Con todo esto, si la salud pública en el Perú tiende a su privatización, no es precisamente porque haya mejores servicios de atención privada como las clínicas o gente capaz de costearlos directamente; sino que el Estado peruano, regido por el modelo capitalista y dependiente de la inversión privada -principalmente las APP-, ha decidido no invertir lo suficiente para revertir las pésimas condiciones del sistema de salud pública, ya sea, para equipar los centros de salud y/o formar profesionales de alto nivel. Por el contrario, su política consistió en reducir el gasto público (cuando debería ser mayor para garantizar el derecho del pueblo a acceder a la salud) y limitar sus funciones, con un sector público cada día más desprestigiado por corrupción, ineficiencia y atención sin garantías; en el sector salud esto favoreció a los privados y amplió su participación para financiar, gestionar y proveer atención médica.

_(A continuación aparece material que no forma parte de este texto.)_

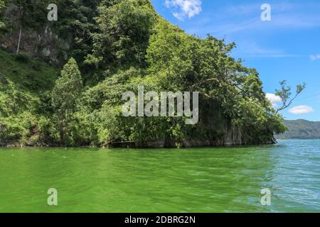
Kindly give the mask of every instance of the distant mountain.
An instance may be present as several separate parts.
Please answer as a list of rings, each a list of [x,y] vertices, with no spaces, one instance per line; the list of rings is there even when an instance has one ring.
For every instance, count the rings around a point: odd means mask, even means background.
[[[320,139],[320,121],[284,121],[289,131],[278,135],[280,139]]]

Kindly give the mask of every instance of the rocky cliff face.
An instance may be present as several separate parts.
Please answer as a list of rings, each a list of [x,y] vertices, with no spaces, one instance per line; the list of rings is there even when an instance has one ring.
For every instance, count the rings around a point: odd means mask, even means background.
[[[68,59],[70,42],[60,39],[55,34],[49,21],[37,28],[21,26],[18,9],[15,6],[7,7],[5,18],[9,26],[0,36],[2,48],[10,52],[16,52],[21,30],[19,52],[35,59],[46,59],[55,65],[60,65],[61,61]]]

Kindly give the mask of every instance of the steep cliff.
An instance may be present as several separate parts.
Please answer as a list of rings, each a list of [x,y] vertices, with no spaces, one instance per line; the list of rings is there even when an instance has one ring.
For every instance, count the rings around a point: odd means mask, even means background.
[[[284,131],[259,74],[230,56],[234,43],[186,34],[149,0],[55,1],[57,21],[49,3],[8,0],[2,13],[0,45],[11,54],[1,52],[0,145],[220,146],[272,143]],[[198,121],[125,117],[122,95],[142,86],[198,92]]]

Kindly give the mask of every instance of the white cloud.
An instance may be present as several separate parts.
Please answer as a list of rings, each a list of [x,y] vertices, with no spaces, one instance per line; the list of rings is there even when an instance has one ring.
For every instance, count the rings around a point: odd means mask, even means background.
[[[276,96],[274,94],[267,93],[265,94],[265,96],[267,99],[268,99],[271,102],[273,108],[277,107],[277,104],[281,102],[281,98],[278,96]]]
[[[178,11],[174,11],[174,16],[179,20],[183,20],[186,16],[191,18],[199,14],[201,11],[201,0],[166,0],[167,8],[173,7]]]
[[[316,60],[320,60],[320,55],[311,55],[310,59],[313,61],[315,61]]]
[[[309,106],[298,106],[289,110],[289,113],[292,114],[306,114],[314,111],[312,107]]]

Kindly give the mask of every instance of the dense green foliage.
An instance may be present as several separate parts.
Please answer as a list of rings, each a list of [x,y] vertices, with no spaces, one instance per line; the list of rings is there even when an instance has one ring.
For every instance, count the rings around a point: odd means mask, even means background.
[[[306,120],[284,121],[288,131],[278,135],[282,139],[319,139],[320,138],[320,122]]]
[[[70,60],[55,84],[53,69],[43,72],[44,65],[23,55],[1,52],[7,62],[1,62],[6,84],[0,91],[0,145],[148,146],[164,141],[180,147],[223,145],[235,137],[241,138],[238,143],[262,143],[285,131],[257,71],[230,57],[234,43],[186,34],[157,15],[149,0],[57,3],[63,7],[50,24],[70,41]],[[124,117],[122,94],[137,94],[142,85],[146,92],[199,92],[198,123],[186,125],[183,117]]]

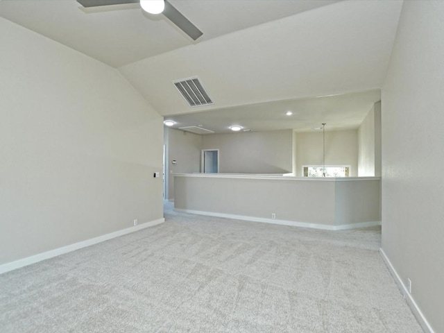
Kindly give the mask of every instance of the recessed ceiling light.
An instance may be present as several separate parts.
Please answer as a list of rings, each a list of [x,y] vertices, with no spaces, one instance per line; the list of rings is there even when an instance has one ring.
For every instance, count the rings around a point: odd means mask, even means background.
[[[140,0],[142,9],[150,14],[160,14],[165,9],[164,0]]]
[[[239,132],[242,128],[244,128],[242,126],[239,126],[239,125],[233,125],[232,126],[230,126],[230,129],[231,130],[234,130],[234,132]]]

No hay otra explicación lógica posible, para entender la crisis del sistema de salud peruano, que la irresponsabilidad de los gobiernos de turno y el carácter capitalista del Estado. Tal como el neoliberalismo se clavó en las entrañas del Perú durante décadas, con gobernantes que no lo frenaron nunca, la privatización en el sector salud avanzó hasta resquebrajar el sector público y arrastrarlo a una crisis que estamos viviendo. Un sistema de salud incapaz que culpa la negligencia de la población, pero olvida la crisis interna que lleva por varias décadas.